Take the biometric authentication, the finger scan. Your authenticated fingerprint is necessary to complete an Apple Pay transaction. But while you can unlock your phone with that same fingerprint, that safeguard can be bypassed. iPhones default to a PIN if the fingerprint scan fails, and most users rely on the default setting of a four-digit PIN.
And BlackBerry CEO John Chen this month made the case to enterprise IT that BlackBerry's security defenses are much deeper than that. "Our security doesn't just come from one layer of security, like most of our competitors. We start with the silicon. It's in the chip. The firmware that was written on it," Chen said.
That is wonderful, sure, but for BlackBerry it is no longer enough. It can't overcome what has become BlackBerry's biggest shortcoming, its near invisibility in the massive app market. Apple and Google/Android have done a great job of making their dominance of the app market pay off for them even in the enterprise, tying app functionality and flexibility to opportunities for reaping better profits and regaining missed sales. For years, when companies have decided which platforms to launch their apps on, the choice has almost always come down to iOS, Android or both. Rarely has BlackBerry even been considered a viable app platform option.
What, then, can save BlackBerry?
One bright spot is the global market. In many parts of the world, BlackBerry was never eclipsed by Apple and the iPhone. That could change, though. If Alibaba makes good on its much-discussed deal with Apple, even parts of Asia that appear very BlackBerry-friendly might start to slip away.

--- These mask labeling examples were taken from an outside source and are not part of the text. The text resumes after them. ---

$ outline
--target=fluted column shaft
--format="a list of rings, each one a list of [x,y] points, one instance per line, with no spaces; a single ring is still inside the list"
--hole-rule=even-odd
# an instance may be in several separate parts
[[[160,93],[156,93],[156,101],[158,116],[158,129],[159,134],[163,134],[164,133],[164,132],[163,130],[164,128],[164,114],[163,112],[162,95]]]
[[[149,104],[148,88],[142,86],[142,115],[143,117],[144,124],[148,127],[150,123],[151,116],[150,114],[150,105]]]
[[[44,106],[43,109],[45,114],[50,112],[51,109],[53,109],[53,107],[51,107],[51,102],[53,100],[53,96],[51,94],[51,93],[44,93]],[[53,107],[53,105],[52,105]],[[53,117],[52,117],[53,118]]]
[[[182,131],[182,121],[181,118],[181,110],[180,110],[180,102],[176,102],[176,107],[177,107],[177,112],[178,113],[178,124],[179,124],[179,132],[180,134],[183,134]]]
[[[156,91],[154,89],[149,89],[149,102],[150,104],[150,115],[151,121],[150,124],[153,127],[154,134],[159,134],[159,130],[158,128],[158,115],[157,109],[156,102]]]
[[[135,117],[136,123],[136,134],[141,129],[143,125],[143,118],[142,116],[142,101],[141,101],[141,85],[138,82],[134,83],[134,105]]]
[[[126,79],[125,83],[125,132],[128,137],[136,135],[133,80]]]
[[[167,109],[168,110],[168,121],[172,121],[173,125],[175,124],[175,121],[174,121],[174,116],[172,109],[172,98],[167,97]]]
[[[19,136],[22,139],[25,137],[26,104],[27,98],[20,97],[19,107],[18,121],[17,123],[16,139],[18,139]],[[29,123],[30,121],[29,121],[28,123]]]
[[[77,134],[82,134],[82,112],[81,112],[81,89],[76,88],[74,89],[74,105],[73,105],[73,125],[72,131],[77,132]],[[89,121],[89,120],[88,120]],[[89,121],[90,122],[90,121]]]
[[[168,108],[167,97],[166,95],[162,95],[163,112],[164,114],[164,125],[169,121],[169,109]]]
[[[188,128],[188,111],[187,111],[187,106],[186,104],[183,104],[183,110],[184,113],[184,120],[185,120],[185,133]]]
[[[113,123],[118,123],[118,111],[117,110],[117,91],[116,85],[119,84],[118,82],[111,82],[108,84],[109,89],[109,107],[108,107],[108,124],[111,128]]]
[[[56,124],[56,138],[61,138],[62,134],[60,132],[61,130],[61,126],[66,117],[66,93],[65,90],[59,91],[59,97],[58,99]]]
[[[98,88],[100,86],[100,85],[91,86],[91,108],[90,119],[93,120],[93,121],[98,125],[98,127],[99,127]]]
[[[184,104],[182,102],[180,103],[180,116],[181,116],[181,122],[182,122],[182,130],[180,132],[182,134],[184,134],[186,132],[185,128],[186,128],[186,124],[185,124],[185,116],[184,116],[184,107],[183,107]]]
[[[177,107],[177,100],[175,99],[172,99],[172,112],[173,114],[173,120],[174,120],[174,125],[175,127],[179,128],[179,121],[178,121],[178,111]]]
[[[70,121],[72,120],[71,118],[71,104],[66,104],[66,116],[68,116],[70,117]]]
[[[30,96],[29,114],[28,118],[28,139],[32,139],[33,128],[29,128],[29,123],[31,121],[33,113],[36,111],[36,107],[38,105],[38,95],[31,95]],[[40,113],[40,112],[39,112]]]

There might be a glimmer of hope in an area of huge importance for enterprise IT: BYOD. BlackBerry has acquired a U.K. firm called Movirtu, which lets one smartphone host both a corporate and a personal phone number. Enterprises might latch on to an easy way to use SIM cards to keep personal and corporate data separate on a single device. Movirtu can achieve this trick on iOS and Android devices as well as BlackBerry devices. Nonetheless, this looks like a differentiator for BlackBerry. Enterprises are very interested in ways to make BYOD less of a headache, and neither Apple nor Google/Android is doing much of anything to help. BlackBerry is. That could reflect well on BlackBerry, reminding corporate IT decision-makers that it was always the leader in mobile security. And there's always the chance that more than a few of those decision-makers will move back toward BlackBerry just because they find themselves in business with the company again, implementing the Movirtu device on iOS and Android phones.
(One interesting thing about this BYOD scenario is how it mirrors one of Apple's oldest strategies -- "mirror" being the appropriate metaphor, because it takes that strategy and reverses it. Apple always has tried to leverage its relative success among consumers to gain a foothold in the enterprise. Most notably, it attempted this by getting universities and other schools to use Macs, with the hope that the students who had become accustomed to Macs would insist on using them when they entered the corporate world. It never quite worked out that way, but no matter. Now we have BlackBerry, once the mobile king of the enterprise, trying with this dual-persona service to make a big push into the consumer market.)